De l’autre côté de la surveillance se trouvent les impérialisés. Le militantisme conduit à un fichage immédiat, notamment au moindre contact avec le communisme en général ou le trotskysme en particulier. Si l’épais dossier consacré à Nguyễn Ái Quốc, le futur Hồ Chí Minh, a depuis longtemps été ouvert par les historiens, l’auteur montre que sa surveillance très précoce a servi à poser les fondements des surveillances ultérieures. Face à ce contrôle, dont ils ont bien conscience, les militants disposent de plusieurs options. Ils peuvent identifier les mouchards, éviter de sortir de chez eux, ou au contraire changer régulièrement d’hôtel pour brouiller les pistes. Le militant communiste Lamine Senghor fait aussi usage du wolof, langue que les agents ne maîtrisent pas toujours. V. Bollenot invite cependant à ne pas interpréter systématiquement ces adaptations comme des micro-résistances anti-impériales, mais aussi comme des stratégies d’évitement. Par ailleurs, les militants, résignés, choisissent le plus souvent de faire avec.

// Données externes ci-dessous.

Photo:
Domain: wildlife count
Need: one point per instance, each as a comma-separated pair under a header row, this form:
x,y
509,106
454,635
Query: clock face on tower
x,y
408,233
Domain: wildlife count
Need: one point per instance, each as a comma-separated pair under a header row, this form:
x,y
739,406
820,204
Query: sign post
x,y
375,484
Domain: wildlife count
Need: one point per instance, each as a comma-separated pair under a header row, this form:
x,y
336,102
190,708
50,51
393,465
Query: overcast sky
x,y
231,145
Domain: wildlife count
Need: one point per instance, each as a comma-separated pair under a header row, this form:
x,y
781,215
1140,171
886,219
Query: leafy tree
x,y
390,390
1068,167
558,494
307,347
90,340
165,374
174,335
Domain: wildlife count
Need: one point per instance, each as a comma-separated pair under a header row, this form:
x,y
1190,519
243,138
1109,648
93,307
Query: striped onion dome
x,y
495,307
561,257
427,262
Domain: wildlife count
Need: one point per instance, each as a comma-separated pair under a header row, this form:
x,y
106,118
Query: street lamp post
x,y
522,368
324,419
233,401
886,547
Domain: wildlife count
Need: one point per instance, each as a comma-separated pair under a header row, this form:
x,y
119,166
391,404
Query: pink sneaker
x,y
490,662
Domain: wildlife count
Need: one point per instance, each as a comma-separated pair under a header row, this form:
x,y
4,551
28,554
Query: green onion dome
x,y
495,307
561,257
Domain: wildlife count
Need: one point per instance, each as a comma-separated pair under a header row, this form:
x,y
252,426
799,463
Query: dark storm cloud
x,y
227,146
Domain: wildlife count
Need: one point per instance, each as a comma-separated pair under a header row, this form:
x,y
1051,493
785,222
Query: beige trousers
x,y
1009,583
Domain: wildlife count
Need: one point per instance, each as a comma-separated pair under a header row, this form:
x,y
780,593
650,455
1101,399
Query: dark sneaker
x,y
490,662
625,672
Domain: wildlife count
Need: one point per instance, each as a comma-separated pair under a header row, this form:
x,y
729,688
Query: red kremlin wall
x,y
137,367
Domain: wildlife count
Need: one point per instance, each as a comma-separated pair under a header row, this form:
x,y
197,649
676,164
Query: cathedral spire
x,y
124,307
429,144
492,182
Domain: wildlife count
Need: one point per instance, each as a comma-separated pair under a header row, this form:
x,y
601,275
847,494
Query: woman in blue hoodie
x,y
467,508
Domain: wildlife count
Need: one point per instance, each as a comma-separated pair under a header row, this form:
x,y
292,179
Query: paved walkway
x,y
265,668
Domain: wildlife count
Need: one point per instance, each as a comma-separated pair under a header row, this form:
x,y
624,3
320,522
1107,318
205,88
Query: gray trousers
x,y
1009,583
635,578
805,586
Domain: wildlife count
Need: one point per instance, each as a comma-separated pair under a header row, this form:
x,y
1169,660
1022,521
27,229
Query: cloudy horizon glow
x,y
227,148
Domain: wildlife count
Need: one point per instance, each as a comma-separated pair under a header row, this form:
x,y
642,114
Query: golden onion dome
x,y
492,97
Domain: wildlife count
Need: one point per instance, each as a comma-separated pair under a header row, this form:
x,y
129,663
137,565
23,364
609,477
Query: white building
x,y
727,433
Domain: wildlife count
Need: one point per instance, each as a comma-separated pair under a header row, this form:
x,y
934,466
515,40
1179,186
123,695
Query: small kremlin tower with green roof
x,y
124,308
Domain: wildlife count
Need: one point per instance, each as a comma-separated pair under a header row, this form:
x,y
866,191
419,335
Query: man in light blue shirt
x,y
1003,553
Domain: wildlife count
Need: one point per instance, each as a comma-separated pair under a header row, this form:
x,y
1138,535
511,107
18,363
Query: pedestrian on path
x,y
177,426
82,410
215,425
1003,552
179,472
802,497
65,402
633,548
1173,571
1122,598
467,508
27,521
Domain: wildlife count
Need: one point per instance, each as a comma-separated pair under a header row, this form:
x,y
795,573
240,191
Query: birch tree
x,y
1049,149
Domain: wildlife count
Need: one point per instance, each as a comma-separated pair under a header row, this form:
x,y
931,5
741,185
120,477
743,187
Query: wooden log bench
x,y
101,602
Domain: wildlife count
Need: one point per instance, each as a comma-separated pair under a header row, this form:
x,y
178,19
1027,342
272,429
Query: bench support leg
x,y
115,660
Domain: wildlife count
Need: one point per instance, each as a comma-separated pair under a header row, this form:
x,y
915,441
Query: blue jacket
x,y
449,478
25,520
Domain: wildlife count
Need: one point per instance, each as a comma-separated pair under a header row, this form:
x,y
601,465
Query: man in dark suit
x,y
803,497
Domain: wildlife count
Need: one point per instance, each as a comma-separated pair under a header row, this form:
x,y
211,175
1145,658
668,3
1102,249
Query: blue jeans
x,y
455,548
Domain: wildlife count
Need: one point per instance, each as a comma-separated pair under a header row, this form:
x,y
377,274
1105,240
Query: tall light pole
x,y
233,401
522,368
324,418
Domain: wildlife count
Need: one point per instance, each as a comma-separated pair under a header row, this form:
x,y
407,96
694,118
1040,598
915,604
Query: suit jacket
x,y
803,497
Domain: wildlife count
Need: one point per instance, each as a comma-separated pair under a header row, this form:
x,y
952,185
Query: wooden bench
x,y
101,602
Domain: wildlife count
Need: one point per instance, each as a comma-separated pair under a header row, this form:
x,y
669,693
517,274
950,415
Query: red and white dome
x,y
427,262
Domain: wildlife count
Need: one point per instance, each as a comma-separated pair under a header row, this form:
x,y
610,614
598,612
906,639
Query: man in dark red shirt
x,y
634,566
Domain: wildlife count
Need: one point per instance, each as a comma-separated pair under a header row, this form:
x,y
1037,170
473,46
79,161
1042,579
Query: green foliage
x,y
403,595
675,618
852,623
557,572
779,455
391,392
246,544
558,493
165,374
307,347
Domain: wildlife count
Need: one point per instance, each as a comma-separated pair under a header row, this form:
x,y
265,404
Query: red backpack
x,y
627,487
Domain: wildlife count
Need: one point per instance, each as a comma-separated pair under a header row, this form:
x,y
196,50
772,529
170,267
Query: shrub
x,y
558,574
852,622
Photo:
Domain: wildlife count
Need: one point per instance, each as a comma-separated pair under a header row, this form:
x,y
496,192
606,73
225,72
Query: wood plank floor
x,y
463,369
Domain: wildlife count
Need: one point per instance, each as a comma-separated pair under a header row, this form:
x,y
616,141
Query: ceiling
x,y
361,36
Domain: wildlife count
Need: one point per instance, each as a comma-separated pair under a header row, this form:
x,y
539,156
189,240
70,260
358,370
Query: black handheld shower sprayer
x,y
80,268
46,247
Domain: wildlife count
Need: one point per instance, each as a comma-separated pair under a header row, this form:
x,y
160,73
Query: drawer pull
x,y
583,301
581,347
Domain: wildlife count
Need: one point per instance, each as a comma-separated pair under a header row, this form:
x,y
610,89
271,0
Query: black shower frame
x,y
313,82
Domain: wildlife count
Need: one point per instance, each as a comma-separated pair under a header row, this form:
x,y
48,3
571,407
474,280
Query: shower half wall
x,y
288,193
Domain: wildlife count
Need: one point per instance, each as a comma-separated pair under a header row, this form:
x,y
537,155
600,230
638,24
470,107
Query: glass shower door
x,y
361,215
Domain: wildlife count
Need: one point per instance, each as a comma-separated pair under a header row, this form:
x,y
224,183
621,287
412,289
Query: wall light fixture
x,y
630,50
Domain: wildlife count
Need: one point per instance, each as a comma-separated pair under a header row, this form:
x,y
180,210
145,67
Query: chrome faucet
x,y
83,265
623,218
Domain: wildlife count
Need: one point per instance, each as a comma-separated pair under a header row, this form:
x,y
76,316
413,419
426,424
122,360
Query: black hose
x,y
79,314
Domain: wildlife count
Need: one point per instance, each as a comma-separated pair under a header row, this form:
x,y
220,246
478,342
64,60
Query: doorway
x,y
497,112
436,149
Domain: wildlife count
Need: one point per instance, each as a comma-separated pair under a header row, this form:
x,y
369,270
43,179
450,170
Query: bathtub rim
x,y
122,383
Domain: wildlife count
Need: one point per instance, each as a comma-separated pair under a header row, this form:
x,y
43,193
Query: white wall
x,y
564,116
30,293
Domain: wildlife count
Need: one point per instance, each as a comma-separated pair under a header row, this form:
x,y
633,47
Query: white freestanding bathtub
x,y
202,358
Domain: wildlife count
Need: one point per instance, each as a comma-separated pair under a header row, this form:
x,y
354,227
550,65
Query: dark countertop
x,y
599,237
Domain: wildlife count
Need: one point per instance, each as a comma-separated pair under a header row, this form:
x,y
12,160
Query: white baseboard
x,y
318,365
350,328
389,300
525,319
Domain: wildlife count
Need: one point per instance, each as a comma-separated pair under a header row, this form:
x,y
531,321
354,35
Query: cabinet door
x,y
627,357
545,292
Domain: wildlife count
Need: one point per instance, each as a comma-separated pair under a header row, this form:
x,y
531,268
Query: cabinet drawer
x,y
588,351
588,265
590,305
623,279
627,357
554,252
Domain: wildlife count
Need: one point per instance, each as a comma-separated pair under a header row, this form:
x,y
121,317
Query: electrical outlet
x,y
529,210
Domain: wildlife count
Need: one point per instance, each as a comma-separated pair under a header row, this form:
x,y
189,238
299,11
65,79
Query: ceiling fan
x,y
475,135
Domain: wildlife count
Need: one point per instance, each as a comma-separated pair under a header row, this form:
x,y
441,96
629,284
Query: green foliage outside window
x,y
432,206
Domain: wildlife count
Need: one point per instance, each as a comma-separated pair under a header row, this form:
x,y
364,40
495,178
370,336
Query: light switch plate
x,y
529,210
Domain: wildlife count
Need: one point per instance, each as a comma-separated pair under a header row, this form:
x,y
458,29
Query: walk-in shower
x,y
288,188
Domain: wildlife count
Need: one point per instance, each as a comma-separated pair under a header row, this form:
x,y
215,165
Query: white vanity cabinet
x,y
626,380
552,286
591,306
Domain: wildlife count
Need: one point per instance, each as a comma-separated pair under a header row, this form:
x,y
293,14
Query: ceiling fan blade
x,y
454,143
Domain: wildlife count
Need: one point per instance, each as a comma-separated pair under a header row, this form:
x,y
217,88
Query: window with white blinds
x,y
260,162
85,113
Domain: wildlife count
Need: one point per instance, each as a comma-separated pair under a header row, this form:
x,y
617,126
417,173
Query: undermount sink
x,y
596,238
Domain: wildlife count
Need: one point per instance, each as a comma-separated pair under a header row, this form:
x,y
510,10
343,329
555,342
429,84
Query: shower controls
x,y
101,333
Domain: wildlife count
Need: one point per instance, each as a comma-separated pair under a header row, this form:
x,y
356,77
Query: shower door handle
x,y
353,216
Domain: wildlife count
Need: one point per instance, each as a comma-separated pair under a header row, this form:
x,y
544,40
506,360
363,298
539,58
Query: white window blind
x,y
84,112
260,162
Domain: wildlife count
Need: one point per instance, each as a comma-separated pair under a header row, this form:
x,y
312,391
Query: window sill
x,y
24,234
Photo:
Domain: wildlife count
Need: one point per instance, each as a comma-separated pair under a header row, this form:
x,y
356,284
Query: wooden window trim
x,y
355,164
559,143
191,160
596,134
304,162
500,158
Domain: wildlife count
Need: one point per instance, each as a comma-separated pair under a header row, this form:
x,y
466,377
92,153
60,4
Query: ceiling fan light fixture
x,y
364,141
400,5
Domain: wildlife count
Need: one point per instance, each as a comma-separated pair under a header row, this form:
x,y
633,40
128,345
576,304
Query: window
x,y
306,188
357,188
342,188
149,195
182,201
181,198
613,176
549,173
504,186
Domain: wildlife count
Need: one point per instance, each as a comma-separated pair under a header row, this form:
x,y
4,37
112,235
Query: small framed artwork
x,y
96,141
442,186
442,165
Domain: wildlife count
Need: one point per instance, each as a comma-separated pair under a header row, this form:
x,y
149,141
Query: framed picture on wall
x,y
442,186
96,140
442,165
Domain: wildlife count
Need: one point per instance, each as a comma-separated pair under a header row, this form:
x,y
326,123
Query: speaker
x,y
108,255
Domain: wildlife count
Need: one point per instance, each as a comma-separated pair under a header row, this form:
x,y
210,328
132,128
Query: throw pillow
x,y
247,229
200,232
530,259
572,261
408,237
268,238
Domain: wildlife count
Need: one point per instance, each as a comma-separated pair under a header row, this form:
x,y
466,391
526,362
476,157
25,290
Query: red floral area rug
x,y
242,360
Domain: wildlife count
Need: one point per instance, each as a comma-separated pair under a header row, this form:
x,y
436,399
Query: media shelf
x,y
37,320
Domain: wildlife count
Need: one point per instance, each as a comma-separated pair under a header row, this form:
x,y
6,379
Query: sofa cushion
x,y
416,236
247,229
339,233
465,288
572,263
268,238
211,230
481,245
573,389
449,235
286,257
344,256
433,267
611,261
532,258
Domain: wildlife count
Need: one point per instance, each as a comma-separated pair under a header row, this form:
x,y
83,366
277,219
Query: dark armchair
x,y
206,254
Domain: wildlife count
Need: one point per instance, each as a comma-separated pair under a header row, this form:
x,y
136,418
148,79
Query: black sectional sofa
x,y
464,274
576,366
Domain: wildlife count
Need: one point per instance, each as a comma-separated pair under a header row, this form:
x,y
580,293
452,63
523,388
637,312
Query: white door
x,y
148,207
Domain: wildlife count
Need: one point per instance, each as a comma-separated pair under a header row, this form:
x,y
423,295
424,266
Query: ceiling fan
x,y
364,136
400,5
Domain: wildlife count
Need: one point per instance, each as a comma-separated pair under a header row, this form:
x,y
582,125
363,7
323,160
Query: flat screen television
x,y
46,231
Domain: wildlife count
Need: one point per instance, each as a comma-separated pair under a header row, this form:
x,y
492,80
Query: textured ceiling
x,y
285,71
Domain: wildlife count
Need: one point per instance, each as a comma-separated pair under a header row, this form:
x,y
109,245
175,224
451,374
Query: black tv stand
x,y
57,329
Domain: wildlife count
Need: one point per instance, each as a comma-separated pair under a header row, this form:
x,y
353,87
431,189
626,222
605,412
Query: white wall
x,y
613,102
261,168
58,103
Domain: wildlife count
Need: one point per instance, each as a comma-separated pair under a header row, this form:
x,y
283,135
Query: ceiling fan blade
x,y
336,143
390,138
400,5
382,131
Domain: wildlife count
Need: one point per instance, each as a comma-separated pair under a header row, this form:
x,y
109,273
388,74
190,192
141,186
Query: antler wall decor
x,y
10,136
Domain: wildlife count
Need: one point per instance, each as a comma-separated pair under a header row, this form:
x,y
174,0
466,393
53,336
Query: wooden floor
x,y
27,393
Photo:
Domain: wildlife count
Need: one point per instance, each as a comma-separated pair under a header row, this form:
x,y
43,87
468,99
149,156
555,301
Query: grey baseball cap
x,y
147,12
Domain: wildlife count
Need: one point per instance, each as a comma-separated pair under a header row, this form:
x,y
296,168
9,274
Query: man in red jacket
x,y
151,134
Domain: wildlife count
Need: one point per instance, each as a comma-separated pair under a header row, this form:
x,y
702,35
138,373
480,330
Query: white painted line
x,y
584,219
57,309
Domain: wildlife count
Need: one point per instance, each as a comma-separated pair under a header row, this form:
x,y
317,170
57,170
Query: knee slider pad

Pris en étau entre l’administration et les surveillés se trouvent enfin les informateurs, recrutés parmi les «  impérialisés  » qui disposent à la fois d’un «  capital d’autochtonie  » et d’un «  capital militant  » lorsqu’ils font déjà partie d’un réseau. Au terme d’un long travail pour croiser des sources qui cherchent à protéger leur identité, 30 indicateurs réguliers ont ainsi pu être comptés, mais seule une douzaine identifiée. Leur recrutement est rarement volontaire et, s’il donne lieu à rétribution, découle souvent d’un chantage (menace d’un rapatriement, par exemple), ce qui invite à éviter les interprétations sur le thème de la trahison. Si leur rôle peut être lu comme une tentative de renégocier la domination impériale, l’auteur précise qu’il s’agit d’une position «  misérable  » résultant d’un rapport de domination et impliquant de nombreuses compromissions, états d’âme et craintes d’être démasqué. Preuve de la complexité des enjeux, il arrive que des indicateurs soient des cadres de certains mouvements anti-impérialistes, à l’instar de Lamine Senghor, qui renseigne dans les années 1920 le CAI sur l’Union intercoloniale dont il est le secrétaire.

 

Le CAI ne disparaît pas avec la guerre, mais perd en puissance sous Vichy et est avant tout chargé de l’identification des migrants impériaux. Son sort, et celui de ses fonctionnaires qui restent en place jusqu’à l’épuration, permettent néanmoins de penser les continuités entre les pratiques de surveillance et de répression d’avant-guerre et celles du régime de Vichy, notamment pour tout ce qui concerne les étrangers ou perçus comme tels. Bien que l’application de l’approche impériale comme cadre de lecture y soit parfois trop systématique, «  Signalé comme suspect  » se révèle en définitive une très bonne introduction pour qui voudrait se familiariser avec les enjeux historiographiques récents de l’histoire coloniale et impériale.